Mais, serait-ce une maladresse, elle trébuche et le collier qu’elle portait est volé. Or voila que ce collier appartenait à la reine.
Néanmoins, ce n’est pas la seule épreuve qui attend Georgiana sur la Riviera : elle reconnaît Darcy à la plage avec une femme et un petit garçon. Malheureuse elle se laisse courtiser par un (très) beau marquis millionnaire ayant la réputation d’un Casanova à  la puissance Don Juan. En plus, le voleur de la tabatière est retrouvé assassiné dans sa piscine, quelques heures après avoir essayé de violer Georgiana dans son yacht.

Après bien des péripéties, et tout en restant vierge (noblesse oblige!), Georgiana sort vainqueur de toutes ces épreuves et accomplit parfaitement les missions royales qui lui ont été confiées. 

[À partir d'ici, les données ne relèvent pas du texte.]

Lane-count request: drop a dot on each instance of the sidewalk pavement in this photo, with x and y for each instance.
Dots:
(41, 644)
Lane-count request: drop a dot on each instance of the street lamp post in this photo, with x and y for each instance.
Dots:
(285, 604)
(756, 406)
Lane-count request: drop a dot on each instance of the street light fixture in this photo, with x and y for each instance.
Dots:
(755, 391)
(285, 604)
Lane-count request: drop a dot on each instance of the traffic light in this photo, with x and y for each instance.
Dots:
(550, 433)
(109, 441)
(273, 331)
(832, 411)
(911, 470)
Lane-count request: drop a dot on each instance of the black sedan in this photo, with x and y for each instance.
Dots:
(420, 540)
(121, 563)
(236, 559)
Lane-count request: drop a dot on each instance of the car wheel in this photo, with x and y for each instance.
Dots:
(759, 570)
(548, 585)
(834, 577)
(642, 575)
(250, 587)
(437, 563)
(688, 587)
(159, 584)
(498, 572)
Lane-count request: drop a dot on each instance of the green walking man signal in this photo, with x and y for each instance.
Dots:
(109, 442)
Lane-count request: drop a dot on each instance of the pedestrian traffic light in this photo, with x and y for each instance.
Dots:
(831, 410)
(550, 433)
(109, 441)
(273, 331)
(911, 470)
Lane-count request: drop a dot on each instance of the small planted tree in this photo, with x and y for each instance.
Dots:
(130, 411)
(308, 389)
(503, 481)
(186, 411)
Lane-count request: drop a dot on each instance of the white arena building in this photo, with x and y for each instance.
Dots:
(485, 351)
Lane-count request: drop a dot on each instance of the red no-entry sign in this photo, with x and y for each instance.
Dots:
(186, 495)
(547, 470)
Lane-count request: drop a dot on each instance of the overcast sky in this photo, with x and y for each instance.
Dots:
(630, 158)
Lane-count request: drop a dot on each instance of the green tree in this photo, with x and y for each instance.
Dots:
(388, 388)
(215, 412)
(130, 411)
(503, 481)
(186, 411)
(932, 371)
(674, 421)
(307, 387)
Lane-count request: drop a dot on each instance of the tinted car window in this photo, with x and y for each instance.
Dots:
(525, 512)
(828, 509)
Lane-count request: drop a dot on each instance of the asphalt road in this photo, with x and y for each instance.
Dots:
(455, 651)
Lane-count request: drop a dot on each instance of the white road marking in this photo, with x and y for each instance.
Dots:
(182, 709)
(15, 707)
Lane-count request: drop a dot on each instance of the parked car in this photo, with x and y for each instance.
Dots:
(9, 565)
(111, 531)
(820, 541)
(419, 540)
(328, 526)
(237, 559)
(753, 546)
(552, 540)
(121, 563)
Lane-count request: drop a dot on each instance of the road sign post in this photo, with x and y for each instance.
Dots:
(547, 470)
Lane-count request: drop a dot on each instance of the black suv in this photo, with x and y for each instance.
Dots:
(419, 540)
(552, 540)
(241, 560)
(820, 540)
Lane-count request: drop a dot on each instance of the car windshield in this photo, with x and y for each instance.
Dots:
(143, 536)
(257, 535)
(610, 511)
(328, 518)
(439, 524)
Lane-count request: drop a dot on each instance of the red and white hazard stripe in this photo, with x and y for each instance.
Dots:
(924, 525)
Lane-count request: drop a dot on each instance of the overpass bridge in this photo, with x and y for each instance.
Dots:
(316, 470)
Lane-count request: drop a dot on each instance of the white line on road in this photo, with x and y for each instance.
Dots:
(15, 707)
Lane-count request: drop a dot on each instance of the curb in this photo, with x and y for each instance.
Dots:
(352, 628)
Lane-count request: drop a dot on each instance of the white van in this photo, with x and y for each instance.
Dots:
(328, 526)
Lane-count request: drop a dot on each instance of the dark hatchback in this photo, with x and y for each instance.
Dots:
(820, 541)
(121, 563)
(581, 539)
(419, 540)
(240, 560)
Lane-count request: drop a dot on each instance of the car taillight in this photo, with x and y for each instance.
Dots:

Rhys Bowen continue à décrire, avec cet humour si spécial, caractéristique des grand-bretons, cet univers si anglais et totalement décalé de l’aristocratie britannique de l’entre-deux guerres. S’y rajoute, dans La fiancée de Transylvanie, l’univers tout aussi hors-sol de la société « réelle » des familles royales, où règne une certaine consanguinité, ces dernières dominées par la figure tutélaire de la reine Victoria. Un monde totalement artificiel, très hiérarchisé, où la naissance prime sur tout et où les privilèges sont encore très présents. Mais déjà pointe la puissance de l’argent qui ouvre bien des portes, mais pas celles liées exclusivement à l’arbre généalogique.

Quoi qu’il en soit, cette puissance de l’argent qui se croit tout permis, on la retrouve dans Le collier de la reine, tout comme on voit cette société britannique, se croyant supérieure au reste du monde, se libérer de tous ses principes moraux quand ses représentants ont quitté leur île natale. Et puis dans ce dernier tome, la découverte d’un « secret de famille » et un peu plus de tristesse et de nostalgie  que dans les autres tomes de cette série. Voilà bel et bien une très agréable lecture pour ces vacances qui s’annoncent. Honni soit qui mal y pense, bien entendu !

La fiancée de Transylvanie
Rhys Bowen
Collection La Bête noire, éditions Robert Laffont. 14€90

Son Espionne royale et le collier de la reine – Tome 5
Rhys Bowen
Collection La Bête noire, éditions Robert Laffont. 14€90

Rhys Bowen

Rhys Bowen, auteure best-seller du New York Times, a été nominée dans tous les plus grands prix de romans policiers et en a gagné de nombreux, dont les Agatha et Anthony Awards. Elle a écrit entre autres la série Son Espionne royale, qui se déroule dans les années 30 à Londres, la série Molly Murphy Mysteries, au début du XXe siècle à New York, et la série Constable Evans Mysteries, dans le pays de Galles. Elle est née en Angleterre et partage aujourd’hui son temps entre la Californie du Nord et l’Arizona.